Syria Detains and Expels Reporters
by Silvia Duarte / July 20, 2011 / No comments
Omar al-Assad Photo: blogs.aljazeera.net
The Syrian government has detained a local journalist who contributes to pan-Arab news outlets and expelled an international reporter in a crackdown that seems to be designed to silence global news coverage of the nation’s political crisis. Read the whole report from Committee to Protect Journalists.
According to Al Jazeera, Syrian journalist and activist Omar al-Asaad was arrested on the evening of July 3rd while attending the funeral for a protester that was killed in the Damascus suburb of al-Qaddam.
Friends of al-Asaad — a journalism student at the University of Damascus and writer for al-Bayan, As-Safir, Al-Hayat and Al Jazeera — expressed to Al Jazeera their fears about al-Asaad’s risk of torture while in detention.
According to Index on Censorship, “earlier in the year, Asaad exposed a famine affecting hundreds of thousands in north-east Syria, which the government had sought to minimize.”
Human rights lawyer Razan Zeitouneh said to Al Jazeera, that the arrest of al-Asaad — and hundreds of others in recent days — underscores the gap between what the regime says as it promises a “national dialogue” with protesters, and what it does… “The only dialogue the regime has conducted since the beginning of the uprising has been through arrests, bullets and the barrels of the tanks,” Zeitouneh said.
Maarten Zeegers.

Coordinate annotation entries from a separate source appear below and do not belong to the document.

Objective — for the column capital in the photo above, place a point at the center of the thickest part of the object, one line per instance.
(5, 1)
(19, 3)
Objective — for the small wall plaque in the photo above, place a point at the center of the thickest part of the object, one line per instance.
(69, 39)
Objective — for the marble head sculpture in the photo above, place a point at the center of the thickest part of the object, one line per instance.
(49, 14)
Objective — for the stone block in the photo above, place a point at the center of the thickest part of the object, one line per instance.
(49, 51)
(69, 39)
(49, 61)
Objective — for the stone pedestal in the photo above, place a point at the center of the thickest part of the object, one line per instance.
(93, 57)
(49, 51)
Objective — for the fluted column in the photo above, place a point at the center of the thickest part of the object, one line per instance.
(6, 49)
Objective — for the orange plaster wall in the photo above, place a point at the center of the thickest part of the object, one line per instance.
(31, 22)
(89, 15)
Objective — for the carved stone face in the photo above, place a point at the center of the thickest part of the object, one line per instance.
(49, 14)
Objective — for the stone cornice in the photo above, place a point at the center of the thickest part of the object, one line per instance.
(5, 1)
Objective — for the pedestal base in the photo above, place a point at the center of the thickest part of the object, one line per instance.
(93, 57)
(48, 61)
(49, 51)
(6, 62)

Photo: www.joop.nl/media/
News outlets around the world also denounced the detention of Maarten Zeegers, a Dutch national who writes for the Dutch daily NRC Handelsblad and the Belgian Flemish-language daily De Standaard.
Radio Netherlands Worldwide reported that Zeegers was detained on Monday July 11th in Damascus when he went to renew his visa. Zeegers had secretly written a number of articles on the uprising in Syria – all published anonymously for his personal safety – for Dutch newspaper NRC Handelsblad and Belgian Dutch-language daily De Standaard. He said he was held for about five hours before being expelled to Turkey.
“The Syrian authorities are systematically detaining local journalists and expelling foreign reporters in a ruthless attempt to stifle coverage of political protests,” said CPJ Middle East and North Africa Program Coordinator Mohamed Abdel Dayem. “We are concerned for the wellbeing of Omar al-Assad who has disappeared into the black hole of the Syrian security apparatus. We call on the government to release him immediately.”